Google will handle our email for us. For free. Through the Google Apps for Education program, they’ll give us as many accounts as we want. We can have 7 gb of email storage space per user. Since I’m looking at about 3500 users, that’s more than 25 TB of data storage, just for email. Plus, we get Google’s spam and virus filtering technologies (which are among the best I’ve seen). Our webmail client (which is currently the functional but none-too-sexy Squirrelmail) becomes Gmail. If we want to (and we do), we can even enable IMAP access, so our staff members can continue to use the same email program they’ve used all along. So from their perspective, very little has to change. And with the API tools, creating and managing accounts can all be tied into our existing user management tools.
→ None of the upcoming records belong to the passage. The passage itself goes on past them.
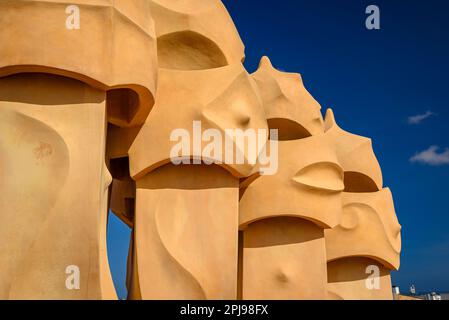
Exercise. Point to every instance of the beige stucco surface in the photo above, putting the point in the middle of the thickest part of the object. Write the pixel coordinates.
(87, 120)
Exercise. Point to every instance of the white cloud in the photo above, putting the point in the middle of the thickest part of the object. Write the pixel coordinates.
(420, 117)
(432, 157)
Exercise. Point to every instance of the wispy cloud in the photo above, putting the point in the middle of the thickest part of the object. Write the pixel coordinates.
(420, 117)
(432, 157)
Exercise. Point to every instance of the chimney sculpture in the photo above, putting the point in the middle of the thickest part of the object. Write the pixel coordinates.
(233, 184)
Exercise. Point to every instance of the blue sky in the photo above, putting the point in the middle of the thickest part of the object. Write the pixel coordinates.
(375, 81)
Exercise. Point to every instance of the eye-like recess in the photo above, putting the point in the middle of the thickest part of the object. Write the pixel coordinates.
(356, 182)
(325, 176)
(122, 105)
(189, 50)
(288, 129)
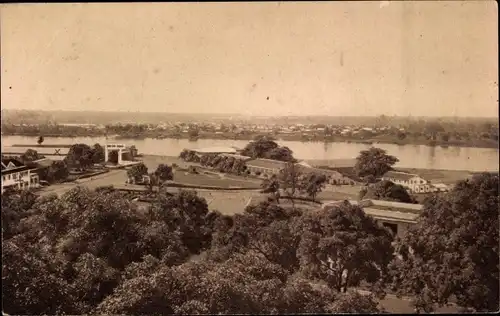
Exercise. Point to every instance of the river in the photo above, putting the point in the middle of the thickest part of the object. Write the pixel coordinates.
(410, 156)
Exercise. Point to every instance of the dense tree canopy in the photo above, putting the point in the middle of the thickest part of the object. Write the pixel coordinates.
(164, 172)
(31, 155)
(137, 172)
(97, 252)
(374, 162)
(388, 191)
(452, 253)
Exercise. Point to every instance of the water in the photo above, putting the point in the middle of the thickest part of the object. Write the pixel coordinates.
(410, 156)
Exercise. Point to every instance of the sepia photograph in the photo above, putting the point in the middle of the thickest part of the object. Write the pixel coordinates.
(222, 158)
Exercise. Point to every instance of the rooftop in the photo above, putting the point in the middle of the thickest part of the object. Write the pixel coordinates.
(219, 150)
(388, 210)
(266, 163)
(235, 156)
(399, 175)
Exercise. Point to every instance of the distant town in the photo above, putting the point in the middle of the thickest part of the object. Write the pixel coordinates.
(464, 133)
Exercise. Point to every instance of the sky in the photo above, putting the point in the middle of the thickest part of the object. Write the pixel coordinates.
(425, 58)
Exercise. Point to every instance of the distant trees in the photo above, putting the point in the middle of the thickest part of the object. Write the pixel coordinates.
(264, 147)
(374, 162)
(290, 179)
(31, 155)
(58, 171)
(113, 156)
(80, 156)
(218, 162)
(292, 182)
(193, 132)
(164, 172)
(452, 252)
(137, 172)
(98, 154)
(344, 246)
(313, 184)
(388, 191)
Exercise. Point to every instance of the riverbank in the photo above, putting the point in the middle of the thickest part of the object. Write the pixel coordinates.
(379, 139)
(448, 177)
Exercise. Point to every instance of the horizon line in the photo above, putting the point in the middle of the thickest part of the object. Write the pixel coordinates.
(247, 115)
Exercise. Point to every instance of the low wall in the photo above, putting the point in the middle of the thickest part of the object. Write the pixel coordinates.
(88, 175)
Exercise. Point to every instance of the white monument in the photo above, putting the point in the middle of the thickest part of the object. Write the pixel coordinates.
(121, 148)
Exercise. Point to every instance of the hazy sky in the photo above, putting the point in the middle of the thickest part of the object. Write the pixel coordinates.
(431, 58)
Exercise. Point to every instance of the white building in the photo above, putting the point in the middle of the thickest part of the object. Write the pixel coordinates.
(413, 182)
(18, 176)
(396, 216)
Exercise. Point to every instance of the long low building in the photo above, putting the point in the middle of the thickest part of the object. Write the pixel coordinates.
(17, 175)
(413, 182)
(396, 216)
(268, 167)
(215, 150)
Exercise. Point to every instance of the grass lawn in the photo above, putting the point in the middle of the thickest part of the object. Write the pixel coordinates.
(439, 176)
(212, 180)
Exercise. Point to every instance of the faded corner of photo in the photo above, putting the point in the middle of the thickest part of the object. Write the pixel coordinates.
(249, 157)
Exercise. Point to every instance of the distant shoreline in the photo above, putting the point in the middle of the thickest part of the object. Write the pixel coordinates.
(318, 163)
(299, 138)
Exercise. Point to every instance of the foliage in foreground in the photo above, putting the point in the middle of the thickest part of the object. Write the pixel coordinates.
(97, 253)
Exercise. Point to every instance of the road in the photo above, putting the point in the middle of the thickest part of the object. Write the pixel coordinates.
(109, 178)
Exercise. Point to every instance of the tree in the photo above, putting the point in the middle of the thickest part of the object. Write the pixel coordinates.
(271, 185)
(193, 132)
(38, 289)
(31, 155)
(280, 153)
(313, 184)
(433, 129)
(113, 156)
(445, 137)
(58, 171)
(137, 172)
(98, 154)
(164, 172)
(186, 213)
(344, 246)
(452, 252)
(79, 156)
(374, 162)
(259, 147)
(265, 147)
(388, 191)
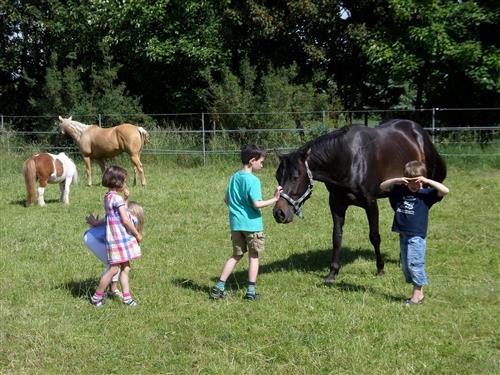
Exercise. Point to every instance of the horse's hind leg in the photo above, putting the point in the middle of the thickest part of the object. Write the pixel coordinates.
(373, 216)
(64, 187)
(41, 192)
(138, 168)
(88, 169)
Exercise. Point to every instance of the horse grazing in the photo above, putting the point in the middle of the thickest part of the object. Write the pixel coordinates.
(49, 169)
(352, 162)
(99, 144)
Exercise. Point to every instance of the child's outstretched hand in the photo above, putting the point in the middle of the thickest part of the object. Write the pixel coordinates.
(139, 237)
(92, 220)
(277, 193)
(126, 193)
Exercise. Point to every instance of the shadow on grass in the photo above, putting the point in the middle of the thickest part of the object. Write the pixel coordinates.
(189, 284)
(311, 261)
(22, 202)
(84, 288)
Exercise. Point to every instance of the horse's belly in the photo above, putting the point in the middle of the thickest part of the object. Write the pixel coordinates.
(56, 179)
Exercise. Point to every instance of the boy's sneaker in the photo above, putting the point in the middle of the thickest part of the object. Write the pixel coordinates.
(96, 301)
(251, 296)
(217, 293)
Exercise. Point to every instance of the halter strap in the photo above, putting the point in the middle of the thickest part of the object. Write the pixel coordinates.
(297, 204)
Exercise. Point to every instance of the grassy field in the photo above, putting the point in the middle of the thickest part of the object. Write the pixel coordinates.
(300, 326)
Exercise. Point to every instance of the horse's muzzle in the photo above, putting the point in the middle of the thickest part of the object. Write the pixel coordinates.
(283, 216)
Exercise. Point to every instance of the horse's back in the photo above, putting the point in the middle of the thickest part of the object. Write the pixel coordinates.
(401, 141)
(109, 142)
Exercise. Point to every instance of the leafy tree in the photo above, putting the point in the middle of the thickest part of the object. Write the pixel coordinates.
(436, 47)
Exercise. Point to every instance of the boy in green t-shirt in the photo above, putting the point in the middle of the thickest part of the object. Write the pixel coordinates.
(244, 199)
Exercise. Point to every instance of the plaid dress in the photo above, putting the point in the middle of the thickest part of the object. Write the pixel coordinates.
(120, 245)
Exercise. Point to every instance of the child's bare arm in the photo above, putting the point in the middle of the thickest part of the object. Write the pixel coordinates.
(94, 221)
(442, 189)
(268, 202)
(129, 226)
(387, 184)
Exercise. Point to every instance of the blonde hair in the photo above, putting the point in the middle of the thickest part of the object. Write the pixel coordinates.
(136, 210)
(415, 168)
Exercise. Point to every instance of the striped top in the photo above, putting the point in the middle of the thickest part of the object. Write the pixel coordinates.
(121, 246)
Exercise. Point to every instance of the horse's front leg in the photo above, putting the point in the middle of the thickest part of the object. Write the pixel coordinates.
(88, 169)
(373, 221)
(41, 192)
(338, 210)
(138, 168)
(64, 187)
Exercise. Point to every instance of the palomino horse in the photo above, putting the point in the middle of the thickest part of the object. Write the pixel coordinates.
(49, 169)
(352, 162)
(99, 144)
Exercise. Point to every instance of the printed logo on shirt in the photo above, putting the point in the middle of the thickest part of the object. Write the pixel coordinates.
(407, 207)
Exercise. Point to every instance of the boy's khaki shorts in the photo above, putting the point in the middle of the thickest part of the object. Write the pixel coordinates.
(247, 241)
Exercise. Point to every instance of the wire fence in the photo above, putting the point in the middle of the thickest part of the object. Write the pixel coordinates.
(457, 132)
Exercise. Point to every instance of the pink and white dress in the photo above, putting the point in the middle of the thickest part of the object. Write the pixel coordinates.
(121, 246)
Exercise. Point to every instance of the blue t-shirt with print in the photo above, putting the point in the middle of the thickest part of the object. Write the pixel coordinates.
(244, 189)
(411, 210)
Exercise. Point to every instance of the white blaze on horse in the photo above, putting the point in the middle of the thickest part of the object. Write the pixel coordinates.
(99, 144)
(49, 169)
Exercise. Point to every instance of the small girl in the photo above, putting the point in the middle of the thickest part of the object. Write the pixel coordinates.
(95, 239)
(122, 237)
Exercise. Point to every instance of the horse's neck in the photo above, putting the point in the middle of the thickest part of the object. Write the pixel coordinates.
(76, 129)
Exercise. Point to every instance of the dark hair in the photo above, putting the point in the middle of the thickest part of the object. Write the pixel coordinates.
(250, 152)
(114, 177)
(415, 168)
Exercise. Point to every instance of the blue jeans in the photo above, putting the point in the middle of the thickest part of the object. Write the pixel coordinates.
(412, 258)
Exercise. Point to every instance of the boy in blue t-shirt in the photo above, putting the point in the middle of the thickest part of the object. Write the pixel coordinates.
(411, 203)
(244, 199)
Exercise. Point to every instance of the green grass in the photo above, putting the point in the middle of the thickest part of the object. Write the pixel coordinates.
(300, 326)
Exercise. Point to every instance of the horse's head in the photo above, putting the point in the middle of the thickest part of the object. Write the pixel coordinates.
(295, 177)
(62, 122)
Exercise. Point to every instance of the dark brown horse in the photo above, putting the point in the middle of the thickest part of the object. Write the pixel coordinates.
(352, 162)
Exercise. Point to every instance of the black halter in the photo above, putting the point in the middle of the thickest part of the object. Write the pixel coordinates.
(297, 204)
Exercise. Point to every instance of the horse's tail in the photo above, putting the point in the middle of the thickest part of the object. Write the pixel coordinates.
(29, 172)
(144, 135)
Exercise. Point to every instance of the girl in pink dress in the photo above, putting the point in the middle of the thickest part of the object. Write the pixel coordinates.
(122, 237)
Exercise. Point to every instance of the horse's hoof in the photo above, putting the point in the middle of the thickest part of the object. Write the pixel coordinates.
(329, 281)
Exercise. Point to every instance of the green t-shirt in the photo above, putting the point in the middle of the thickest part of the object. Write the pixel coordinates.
(244, 189)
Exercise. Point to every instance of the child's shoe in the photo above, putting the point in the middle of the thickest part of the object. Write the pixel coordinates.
(97, 301)
(130, 302)
(115, 293)
(217, 293)
(251, 296)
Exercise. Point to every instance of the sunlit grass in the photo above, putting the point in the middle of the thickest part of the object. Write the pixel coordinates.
(359, 325)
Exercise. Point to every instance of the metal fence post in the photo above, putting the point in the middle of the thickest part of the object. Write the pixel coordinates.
(433, 125)
(203, 137)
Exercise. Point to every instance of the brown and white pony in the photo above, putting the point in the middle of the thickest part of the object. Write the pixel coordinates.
(99, 144)
(48, 169)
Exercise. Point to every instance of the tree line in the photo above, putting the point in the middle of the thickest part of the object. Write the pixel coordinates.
(172, 56)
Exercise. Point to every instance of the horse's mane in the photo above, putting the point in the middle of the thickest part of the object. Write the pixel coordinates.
(77, 128)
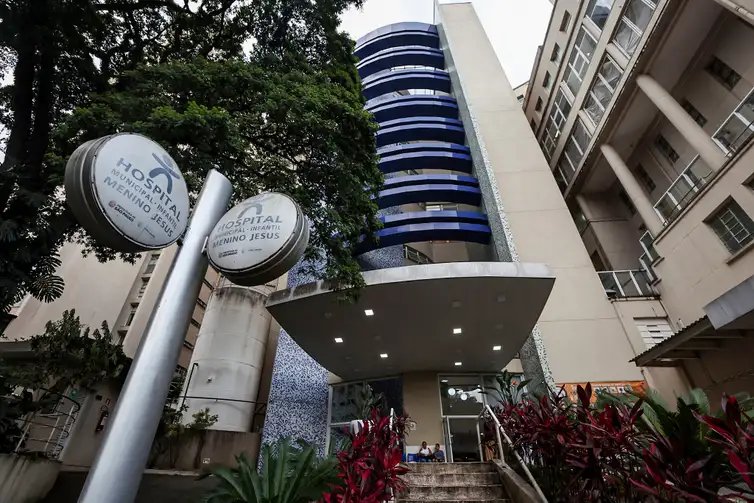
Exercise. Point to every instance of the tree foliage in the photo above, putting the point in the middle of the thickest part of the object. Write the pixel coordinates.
(69, 354)
(286, 116)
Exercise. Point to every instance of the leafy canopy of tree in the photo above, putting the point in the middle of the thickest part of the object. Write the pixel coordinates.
(68, 354)
(287, 116)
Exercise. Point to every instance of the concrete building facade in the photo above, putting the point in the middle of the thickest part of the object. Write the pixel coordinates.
(644, 113)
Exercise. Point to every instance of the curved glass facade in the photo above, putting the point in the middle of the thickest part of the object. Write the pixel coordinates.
(428, 198)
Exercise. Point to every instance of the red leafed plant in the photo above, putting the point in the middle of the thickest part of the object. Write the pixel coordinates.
(370, 468)
(735, 434)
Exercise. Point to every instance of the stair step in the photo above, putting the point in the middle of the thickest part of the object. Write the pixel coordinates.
(452, 467)
(451, 479)
(456, 493)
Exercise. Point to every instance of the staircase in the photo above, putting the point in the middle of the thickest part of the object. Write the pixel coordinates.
(453, 482)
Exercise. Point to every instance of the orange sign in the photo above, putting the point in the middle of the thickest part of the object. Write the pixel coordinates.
(614, 388)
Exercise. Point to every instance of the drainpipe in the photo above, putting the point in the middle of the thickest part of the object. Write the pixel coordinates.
(738, 10)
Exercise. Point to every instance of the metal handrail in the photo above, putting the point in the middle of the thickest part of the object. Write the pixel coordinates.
(487, 411)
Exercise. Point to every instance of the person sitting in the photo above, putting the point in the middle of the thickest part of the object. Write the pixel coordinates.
(425, 453)
(438, 456)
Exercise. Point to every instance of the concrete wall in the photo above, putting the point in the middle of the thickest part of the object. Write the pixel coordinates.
(196, 450)
(421, 401)
(112, 282)
(669, 382)
(24, 479)
(83, 441)
(726, 370)
(229, 356)
(696, 267)
(583, 336)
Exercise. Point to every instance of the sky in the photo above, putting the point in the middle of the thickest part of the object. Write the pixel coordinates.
(515, 27)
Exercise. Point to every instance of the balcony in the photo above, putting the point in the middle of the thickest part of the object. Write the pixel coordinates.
(626, 284)
(731, 137)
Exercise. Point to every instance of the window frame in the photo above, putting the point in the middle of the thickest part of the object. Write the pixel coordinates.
(723, 66)
(735, 210)
(599, 78)
(579, 56)
(591, 5)
(624, 20)
(550, 139)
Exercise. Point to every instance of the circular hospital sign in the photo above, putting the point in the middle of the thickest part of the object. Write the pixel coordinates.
(127, 192)
(259, 239)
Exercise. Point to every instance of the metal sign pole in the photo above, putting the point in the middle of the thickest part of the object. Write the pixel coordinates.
(117, 470)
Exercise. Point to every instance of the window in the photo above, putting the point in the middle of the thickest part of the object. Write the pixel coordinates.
(131, 315)
(733, 226)
(602, 90)
(694, 113)
(722, 72)
(645, 179)
(738, 130)
(627, 202)
(632, 24)
(575, 149)
(547, 82)
(667, 149)
(598, 11)
(581, 55)
(555, 56)
(143, 288)
(558, 115)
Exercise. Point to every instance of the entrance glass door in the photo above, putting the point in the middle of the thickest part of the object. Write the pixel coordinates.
(462, 439)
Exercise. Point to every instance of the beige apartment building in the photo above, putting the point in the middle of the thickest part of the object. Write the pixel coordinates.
(124, 296)
(644, 110)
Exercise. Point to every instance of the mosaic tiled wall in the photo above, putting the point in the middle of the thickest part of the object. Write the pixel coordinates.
(297, 406)
(533, 355)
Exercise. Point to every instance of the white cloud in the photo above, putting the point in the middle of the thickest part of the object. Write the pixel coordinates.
(515, 27)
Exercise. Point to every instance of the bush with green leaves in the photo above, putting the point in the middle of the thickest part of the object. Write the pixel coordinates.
(290, 473)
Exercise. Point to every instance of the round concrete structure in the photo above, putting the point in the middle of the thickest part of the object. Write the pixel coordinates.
(228, 356)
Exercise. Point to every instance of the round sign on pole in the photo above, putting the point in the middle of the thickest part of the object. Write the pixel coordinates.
(127, 192)
(259, 239)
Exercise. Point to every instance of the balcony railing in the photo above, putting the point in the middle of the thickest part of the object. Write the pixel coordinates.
(683, 190)
(626, 284)
(731, 137)
(415, 255)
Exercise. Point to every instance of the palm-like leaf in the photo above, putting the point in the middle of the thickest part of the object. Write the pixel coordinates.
(289, 474)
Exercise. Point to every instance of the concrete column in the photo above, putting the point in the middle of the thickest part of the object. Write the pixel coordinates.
(633, 189)
(229, 356)
(744, 12)
(691, 131)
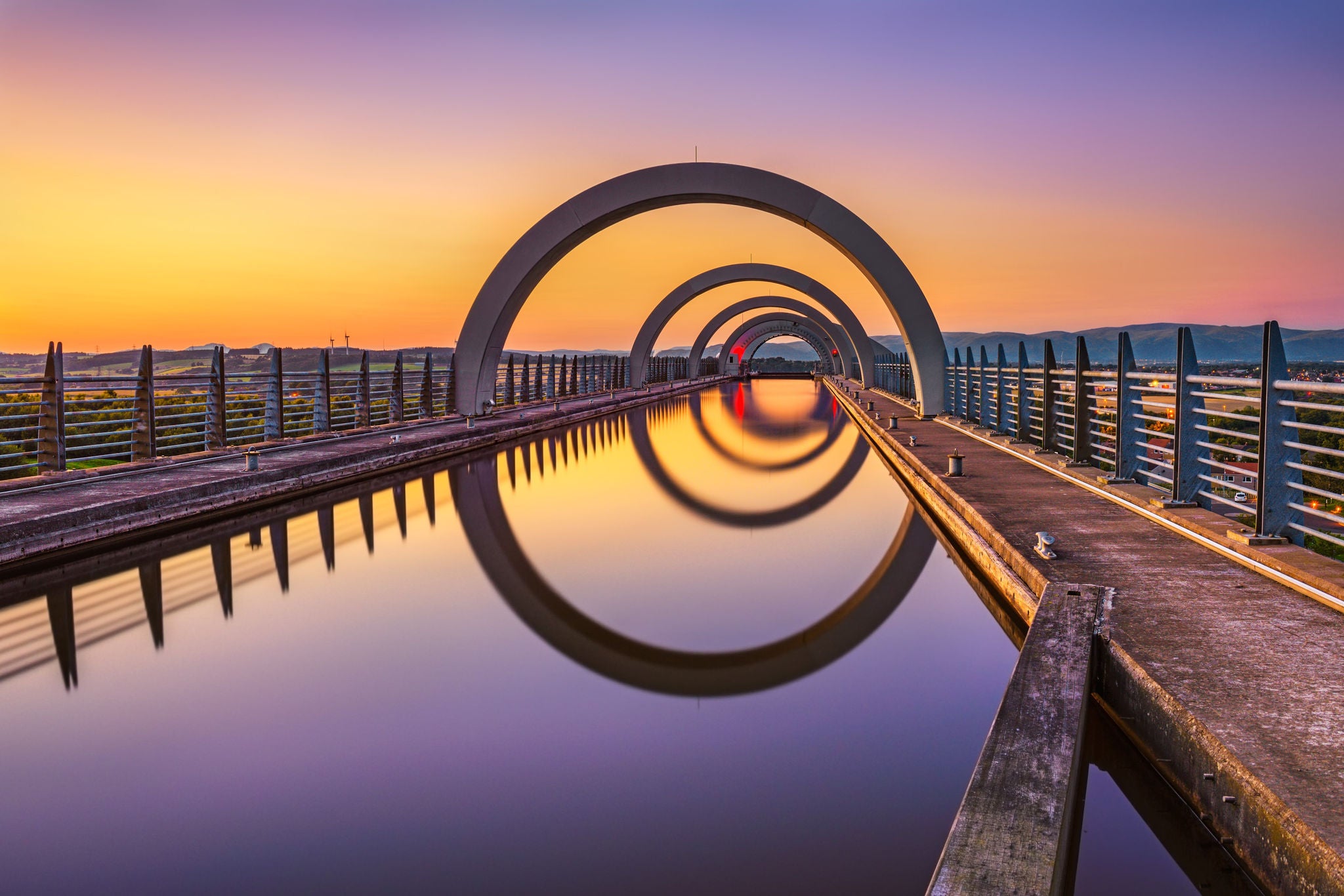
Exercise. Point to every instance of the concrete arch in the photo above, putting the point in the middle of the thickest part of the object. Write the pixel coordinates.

If only they did email archiving.
Our first thought was to continue to archive email ourselves. After all, how hard can it be? Basically, we’re talking about saving a copy of every email message. The archive goes on its own server, separated from the rest of the network, over in a dark corner of the data center. It quietly saves all of the data, just waiting for us to need it.
But that means that all email must flow through the archive. So the workflow would look something like this:
- A staff member composes an email and sends it to another staff member.
- The message goes to Google, because that’s where the sender’s account is.
- The message gets forwarded to the archive server, so it can be logged as sent mail.
- The message is sent out by our local server.
- The message goes to Google, because that’s where the recipient’s account is.
- A copy of the message gets forwarded to the archive server, so it can be logged as received mail.
- The message is delivered to the recipient’s inbox.
- The recipient’s computer connects to Google to retrieve the message from the inbox.
So that message goes across our Internet connection five times. Plus, we have to maintain our own server to archive it. And, we have to have our own server to send out email, effectively funneling all of our mail through our own mail server. Additionally, we have to have backups of all of this. And there’s no guarantee that all incoming email would be archived. In the event of a problem with our server, the message would still get delivered to the recipient’s Google account, even though it hasn’t been archived yet.
Enter Postini. Google will do the archiving for us. This service isn’t free, but considering the benefits, it’s worth the money. The email’s not bouncing around from server to server. It’s being archived off-site. They’ll keep each message for up to ten years (we only require five). And I don’t have to have any mail servers. Sign me up.
There have been few technology “no-brainer” decisions. I remember finding out in 1996 that we could get Internet access from our cable company at 5 mbps for $5 less per month than a dialup account and dedicated phone line. That was a no-brainer. I also remember finding out in 2005 that we could transfer our home phone number to a cell phone for $5 per month instead of the $20 we were paying, and get free long distance. That was a no-brainer.
This is another one of those situations.